Gold stocks’ relative summer underperformance is probably partially driven by lack of interest. Summer doldrums exist because traders’ focus on the markets wanes as they enjoy warm sunshine, long daylight hours, and vacations with their families. If they aren’t paying close-enough attention to see gold’s autumn rallies marching higher, the gold miners’ stocks will stay off their radars. But big gold surges overcome that.
A recent example was summer 2019, where gold bucked weak seasonals to blast dramatically higher in June, July, and August. That summer the yellow metal powered 16.7% higher in that short span driven by strong investment demand! Those big gains proved exceptional-enough to catch traders’ eyes, so they poured back into gold stocks despite the doldrums. GDX soared 38.3% that summer, for 2.3x upside leverage!
Gold stocks still have big potential to outperform again this summer, but only if gold surges fast-enough in July and August to make financial-market news. Capital will pour back into this battered sector if gold is sufficiently exciting to generate popular greed. That’s possible with gold needing to power way higher on this new inflation super-spike. Gold stocks need big gold gains in July and August to buck the summer doldrums.
This sector could win some late-summer bullish visibility and capital inflows in August as the new Q2’22 earnings season unfolds. The gold miners’ earnings that quarter are likely to grow considerably proving fat, making gold stocks look even more undervalued. In the previous Q1, the top-25 GDX gold miners averaged all-in sustaining costs of $1,133 per ounce. That made for implied sector unit earnings of $746.
Gold averaged $1,879 in Q1, and is holding near those levels averaging an excellent $1,873 in this latest Q2. But the major gold miners generally forecast improving outputs as 2022 marches on, spreading the big fixed costs of mining across more ounces lowering AISCs. The GDX top 25’s full-year-2022 AISC guidance at the end of Q1 averaged 7.0% lower than its AISCs! So they could retreat near $1,054 in Q2.

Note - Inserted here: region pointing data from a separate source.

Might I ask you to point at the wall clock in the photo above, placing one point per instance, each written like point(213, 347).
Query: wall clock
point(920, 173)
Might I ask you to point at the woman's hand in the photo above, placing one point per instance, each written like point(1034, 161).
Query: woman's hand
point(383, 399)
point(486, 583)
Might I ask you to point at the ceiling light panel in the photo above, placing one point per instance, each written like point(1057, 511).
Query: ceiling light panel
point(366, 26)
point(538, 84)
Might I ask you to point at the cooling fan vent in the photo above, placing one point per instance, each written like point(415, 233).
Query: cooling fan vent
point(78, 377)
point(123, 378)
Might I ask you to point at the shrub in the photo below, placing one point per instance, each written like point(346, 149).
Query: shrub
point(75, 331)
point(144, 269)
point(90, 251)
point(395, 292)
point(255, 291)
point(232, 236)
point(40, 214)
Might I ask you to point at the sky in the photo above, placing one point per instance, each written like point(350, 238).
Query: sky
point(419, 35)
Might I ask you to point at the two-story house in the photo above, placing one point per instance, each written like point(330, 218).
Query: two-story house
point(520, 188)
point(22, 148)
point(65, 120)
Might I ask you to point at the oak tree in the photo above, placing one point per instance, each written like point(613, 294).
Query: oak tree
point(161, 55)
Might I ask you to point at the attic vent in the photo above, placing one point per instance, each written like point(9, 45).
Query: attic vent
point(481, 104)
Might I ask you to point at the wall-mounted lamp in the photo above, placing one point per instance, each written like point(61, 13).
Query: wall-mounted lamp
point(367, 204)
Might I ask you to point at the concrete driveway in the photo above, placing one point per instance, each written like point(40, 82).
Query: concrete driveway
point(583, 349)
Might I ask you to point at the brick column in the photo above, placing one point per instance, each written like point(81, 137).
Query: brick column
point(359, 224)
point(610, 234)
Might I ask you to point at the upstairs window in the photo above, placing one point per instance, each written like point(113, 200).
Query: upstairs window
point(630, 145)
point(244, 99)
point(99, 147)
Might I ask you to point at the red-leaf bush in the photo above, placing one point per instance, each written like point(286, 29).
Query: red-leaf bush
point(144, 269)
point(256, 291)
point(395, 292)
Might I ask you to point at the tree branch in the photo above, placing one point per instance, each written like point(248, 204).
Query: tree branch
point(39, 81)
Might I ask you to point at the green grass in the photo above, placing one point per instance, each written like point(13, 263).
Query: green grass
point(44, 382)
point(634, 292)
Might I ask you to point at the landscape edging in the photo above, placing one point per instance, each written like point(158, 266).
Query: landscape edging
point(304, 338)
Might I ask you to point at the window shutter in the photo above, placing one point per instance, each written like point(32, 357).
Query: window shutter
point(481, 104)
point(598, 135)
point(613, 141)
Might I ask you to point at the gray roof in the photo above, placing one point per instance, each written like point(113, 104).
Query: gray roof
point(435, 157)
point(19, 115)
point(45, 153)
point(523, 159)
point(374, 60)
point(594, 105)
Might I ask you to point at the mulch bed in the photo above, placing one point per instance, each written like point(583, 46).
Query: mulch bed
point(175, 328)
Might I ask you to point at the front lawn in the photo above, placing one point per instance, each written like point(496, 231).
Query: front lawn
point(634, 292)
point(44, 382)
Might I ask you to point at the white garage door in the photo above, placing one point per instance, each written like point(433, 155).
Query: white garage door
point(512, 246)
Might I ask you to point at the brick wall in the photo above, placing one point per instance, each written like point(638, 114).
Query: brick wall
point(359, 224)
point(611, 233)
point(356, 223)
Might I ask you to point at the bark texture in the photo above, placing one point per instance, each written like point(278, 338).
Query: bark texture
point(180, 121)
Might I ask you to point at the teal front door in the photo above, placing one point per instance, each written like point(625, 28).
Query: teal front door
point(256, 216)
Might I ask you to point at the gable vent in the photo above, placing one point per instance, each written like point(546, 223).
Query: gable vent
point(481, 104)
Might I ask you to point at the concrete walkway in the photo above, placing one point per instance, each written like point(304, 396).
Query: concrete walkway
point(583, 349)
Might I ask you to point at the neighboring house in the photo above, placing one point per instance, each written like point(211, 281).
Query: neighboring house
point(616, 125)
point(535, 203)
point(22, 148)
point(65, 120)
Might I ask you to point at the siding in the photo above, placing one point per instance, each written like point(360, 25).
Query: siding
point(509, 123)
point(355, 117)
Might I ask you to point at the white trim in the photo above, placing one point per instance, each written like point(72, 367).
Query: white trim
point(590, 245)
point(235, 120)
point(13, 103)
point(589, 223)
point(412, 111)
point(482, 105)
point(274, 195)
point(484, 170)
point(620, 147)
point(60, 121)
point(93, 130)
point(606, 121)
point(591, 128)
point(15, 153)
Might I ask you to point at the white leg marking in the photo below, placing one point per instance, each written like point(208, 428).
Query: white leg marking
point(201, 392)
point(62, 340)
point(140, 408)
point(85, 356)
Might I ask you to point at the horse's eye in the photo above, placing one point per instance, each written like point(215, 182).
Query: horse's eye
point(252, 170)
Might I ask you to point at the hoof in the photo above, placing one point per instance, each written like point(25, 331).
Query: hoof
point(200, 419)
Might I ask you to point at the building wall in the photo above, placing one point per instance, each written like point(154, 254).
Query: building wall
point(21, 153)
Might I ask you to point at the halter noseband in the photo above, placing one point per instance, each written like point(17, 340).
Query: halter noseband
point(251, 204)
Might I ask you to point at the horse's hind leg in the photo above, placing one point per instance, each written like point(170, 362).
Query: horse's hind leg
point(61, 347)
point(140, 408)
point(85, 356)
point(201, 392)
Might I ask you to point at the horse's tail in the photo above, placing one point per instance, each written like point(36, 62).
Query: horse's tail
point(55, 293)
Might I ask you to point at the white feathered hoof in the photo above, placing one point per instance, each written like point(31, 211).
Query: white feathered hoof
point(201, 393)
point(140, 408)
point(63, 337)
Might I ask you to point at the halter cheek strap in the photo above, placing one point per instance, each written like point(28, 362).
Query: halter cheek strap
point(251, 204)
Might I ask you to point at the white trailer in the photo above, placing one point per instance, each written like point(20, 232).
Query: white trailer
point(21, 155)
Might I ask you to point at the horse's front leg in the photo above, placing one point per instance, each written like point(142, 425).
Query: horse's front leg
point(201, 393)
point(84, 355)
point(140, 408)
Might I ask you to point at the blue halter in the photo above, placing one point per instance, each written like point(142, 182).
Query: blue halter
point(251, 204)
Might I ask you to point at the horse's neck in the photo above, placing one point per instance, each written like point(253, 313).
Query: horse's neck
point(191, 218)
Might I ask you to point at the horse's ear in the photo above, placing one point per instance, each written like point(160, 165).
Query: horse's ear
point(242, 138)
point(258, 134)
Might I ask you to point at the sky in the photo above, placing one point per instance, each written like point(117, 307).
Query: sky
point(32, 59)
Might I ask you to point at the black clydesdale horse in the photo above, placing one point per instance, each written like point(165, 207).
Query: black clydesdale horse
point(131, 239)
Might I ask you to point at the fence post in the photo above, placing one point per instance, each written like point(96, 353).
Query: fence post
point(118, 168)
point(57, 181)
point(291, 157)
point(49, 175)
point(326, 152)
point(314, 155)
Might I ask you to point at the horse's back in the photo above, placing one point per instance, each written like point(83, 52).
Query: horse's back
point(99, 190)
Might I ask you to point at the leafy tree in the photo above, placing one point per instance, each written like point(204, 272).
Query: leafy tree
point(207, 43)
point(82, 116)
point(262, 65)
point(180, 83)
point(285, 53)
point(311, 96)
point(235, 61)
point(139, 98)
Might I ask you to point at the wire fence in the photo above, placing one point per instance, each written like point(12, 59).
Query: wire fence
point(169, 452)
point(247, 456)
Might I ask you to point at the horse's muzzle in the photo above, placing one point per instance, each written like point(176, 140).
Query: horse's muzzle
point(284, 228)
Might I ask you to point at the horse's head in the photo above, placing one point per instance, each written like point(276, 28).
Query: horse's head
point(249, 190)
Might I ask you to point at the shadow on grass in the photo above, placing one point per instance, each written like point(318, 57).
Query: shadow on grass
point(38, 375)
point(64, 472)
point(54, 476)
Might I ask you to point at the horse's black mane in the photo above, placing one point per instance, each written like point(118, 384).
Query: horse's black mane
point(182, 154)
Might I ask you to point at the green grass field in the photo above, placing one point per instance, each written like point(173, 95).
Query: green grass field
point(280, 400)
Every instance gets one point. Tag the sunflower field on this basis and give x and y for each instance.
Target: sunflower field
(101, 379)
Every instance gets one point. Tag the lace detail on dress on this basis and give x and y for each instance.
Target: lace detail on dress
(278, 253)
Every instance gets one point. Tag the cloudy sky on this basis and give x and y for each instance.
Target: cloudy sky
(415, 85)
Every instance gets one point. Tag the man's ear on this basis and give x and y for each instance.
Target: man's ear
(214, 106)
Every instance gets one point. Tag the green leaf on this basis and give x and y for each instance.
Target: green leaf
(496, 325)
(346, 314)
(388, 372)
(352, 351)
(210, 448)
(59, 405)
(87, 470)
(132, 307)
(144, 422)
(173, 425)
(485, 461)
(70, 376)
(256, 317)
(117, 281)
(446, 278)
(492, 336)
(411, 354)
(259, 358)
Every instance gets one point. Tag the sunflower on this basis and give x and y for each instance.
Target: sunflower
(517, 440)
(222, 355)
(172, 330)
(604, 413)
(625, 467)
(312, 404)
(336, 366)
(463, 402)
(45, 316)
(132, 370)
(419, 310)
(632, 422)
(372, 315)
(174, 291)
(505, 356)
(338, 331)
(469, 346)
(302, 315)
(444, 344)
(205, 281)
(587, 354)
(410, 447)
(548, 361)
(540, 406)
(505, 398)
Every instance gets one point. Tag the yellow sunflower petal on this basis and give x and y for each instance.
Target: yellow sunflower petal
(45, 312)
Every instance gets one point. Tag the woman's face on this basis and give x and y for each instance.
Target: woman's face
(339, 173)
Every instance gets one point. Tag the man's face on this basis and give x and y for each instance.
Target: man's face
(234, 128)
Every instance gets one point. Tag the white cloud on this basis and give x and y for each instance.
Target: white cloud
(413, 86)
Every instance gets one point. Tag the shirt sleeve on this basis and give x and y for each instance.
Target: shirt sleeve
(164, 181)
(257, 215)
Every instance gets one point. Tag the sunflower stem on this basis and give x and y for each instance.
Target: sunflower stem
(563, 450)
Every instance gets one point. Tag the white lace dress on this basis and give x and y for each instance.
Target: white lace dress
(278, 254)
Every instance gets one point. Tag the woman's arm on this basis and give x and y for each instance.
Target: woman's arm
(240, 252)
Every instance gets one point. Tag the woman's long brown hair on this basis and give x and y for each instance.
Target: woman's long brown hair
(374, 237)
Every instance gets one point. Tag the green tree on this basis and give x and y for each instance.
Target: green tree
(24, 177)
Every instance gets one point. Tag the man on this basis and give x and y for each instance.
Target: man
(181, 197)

If that comes to pass, the major gold miners’ implied profitability could soar 9.8% sequentially from Q1! Big earnings growth could really stand out in this Fed-bludgeoned general-stock bear suffering weakening corporate profits. Strong gold-stock fundamentals with gold rallying on balance would increase the odds of outsized gains later this summer. The gold miners’ stocks can surge in the summer doldrums if gold does.
The bottom line is the gold summer doldrums in modern bull years have usually proven much milder than feared. The seasonal weakness tends to be compressed into early June, with gold and its miners’ stocks carving summer lows in mid-June on average. From there gold and gold stocks usually rally on balance in July and August, with gains really accelerating into summer-end as gold’s big autumn rally gathers steam.
That has much-bigger potential than normal this summer with inflation raging out of control. Gold soared during the last similar inflation super-spikes in the 1970s, and likely will again in this one. Speculators are positioned for big gold-futures buying as the overbought US dollar mean reverts lower. And this mounting stock bear driven by aggressive Fed tightening will really boost gold investment demand to diversify portfolios.